This topic describes how to configure a sync node by using the codeless user interface (UI).

Development process

  1. Create connections.
  2. Create a batch sync node.
  3. Configure a connection to the source data store.
  4. Configure a connection to the destination data store.
  5. Map the fields in the source and destination tables.
  6. Configure channel control policies, such as the maximum transmission rate and the maximum number of dirty data records allowed.
  7. Configure the node properties.

Create connections

A sync node can synchronize data between various homogeneous and heterogeneous data stores. Log on to the DataWorks console. Go to the DataStudio page of the workspace in which you want to create connections and click the Workspace Manage icon in the upper-right corner. On the page that appears, click Data Source in the left-side navigation pane. On the Data Source page, click New data source in the upper-right corner. In the Add data source dialog box, create a connection. For more information, see Connection configuration.

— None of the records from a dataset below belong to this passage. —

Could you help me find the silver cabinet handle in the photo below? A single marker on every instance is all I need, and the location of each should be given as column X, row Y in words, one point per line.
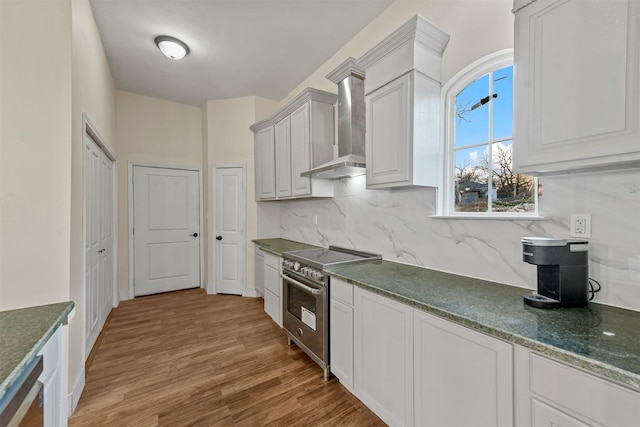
column 302, row 285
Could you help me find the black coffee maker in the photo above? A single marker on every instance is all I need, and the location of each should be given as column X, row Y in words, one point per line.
column 563, row 271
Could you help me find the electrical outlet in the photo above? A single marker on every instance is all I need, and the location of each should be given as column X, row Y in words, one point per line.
column 580, row 225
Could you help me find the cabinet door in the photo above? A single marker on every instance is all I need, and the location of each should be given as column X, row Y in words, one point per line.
column 51, row 378
column 384, row 357
column 388, row 133
column 341, row 340
column 272, row 288
column 577, row 85
column 300, row 151
column 455, row 368
column 283, row 158
column 265, row 164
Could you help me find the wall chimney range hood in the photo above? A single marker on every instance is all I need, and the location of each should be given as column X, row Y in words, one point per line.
column 351, row 125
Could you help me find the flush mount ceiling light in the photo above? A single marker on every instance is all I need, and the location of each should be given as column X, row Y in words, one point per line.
column 171, row 47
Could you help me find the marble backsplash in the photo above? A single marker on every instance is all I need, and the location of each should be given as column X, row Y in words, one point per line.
column 397, row 224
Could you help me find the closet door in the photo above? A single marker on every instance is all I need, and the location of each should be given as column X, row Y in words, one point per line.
column 99, row 239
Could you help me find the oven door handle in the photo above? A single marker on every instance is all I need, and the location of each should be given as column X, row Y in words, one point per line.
column 302, row 285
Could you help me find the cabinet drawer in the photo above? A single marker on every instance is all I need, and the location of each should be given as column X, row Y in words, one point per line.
column 272, row 261
column 584, row 394
column 341, row 291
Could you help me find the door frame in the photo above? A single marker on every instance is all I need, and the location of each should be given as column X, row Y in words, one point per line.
column 211, row 287
column 131, row 165
column 89, row 129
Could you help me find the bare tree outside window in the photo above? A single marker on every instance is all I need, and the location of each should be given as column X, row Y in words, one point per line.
column 484, row 176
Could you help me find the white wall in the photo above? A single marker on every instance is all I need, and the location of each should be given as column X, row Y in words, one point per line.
column 229, row 140
column 94, row 94
column 35, row 151
column 151, row 131
column 397, row 224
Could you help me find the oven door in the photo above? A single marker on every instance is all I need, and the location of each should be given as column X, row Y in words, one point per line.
column 304, row 316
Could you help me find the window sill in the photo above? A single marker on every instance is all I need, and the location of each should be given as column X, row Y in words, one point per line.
column 524, row 217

After you create a connection, you can select it when you configure a sync node on the DataStudio page. For more information about the types of connections that Data Integration supports, see Supported data sources, readers, and writers.
Note
  • Data Integration does not support connectivity testing for some types of connections. For more information, see Select a network connectivity solution.
  • If an on-premises data store does not have a public IP address or is not accessible from a network, the connectivity testing fails when you configure the connection. To resolve the connection failure, you can create a custom resource group. For more information, see Create a custom resource group for Data Integration. If a data store is not accessible from a network, Data Integration cannot obtain the table schema. In this case, you can configure a sync node for this data store only in the code editor.

Create a workflow

  1. Log on to the DataWorks console.
  2. In the left-side navigation pane, click Workspaces.
  3. After you select the region where the required workspace resides, find the workspace and click Data Analytics.
  4. On the DataStudio page, move the pointer over the Create icon icon and select Workflow.
  5. In the Create Workflow dialog box, set the Workflow Name and Description parameters.
    Notice The workflow name must be 1 to 128 characters in length and can contain letters, digits, underscores (_), and periods (.). It is not case-sensitive.
  6. Click Create.

Create a batch sync node

  1. Click the workflow that you created in the previous step to show its content and right-click Data Integration.
  2. Choose Create > Batch Synchronization.
  3. In the Create Node dialog box, set the Node Name and Location parameters.
    Notice The node name must be 1 to 128 characters in length and can contain letters, digits, underscores (_), and periods (.). It is not case-sensitive.
  4. Click Commit.

Select a connection to the source data store and a source table

After you create a batch sync node, you must select a connection to the source data store and a source table. Data source
Note
  • For more information about how to set the parameters in the Source section, see Reader configuration.
  • By default, a maximum of 25 tables in the selected data store are displayed in the Table drop-down list. If the selected data store contains more than 25 tables and the table that you want to select is not displayed in the Table drop-down list, enter the name of the table in the Table field. Alternatively, configure the batch sync node in the code editor.
  • Some sync nodes may need to synchronize incremental data. In this case, you can use the scheduling parameters of DataWorks to specify the date and time for incremental data synchronization. For more information, see Configure scheduling parameters.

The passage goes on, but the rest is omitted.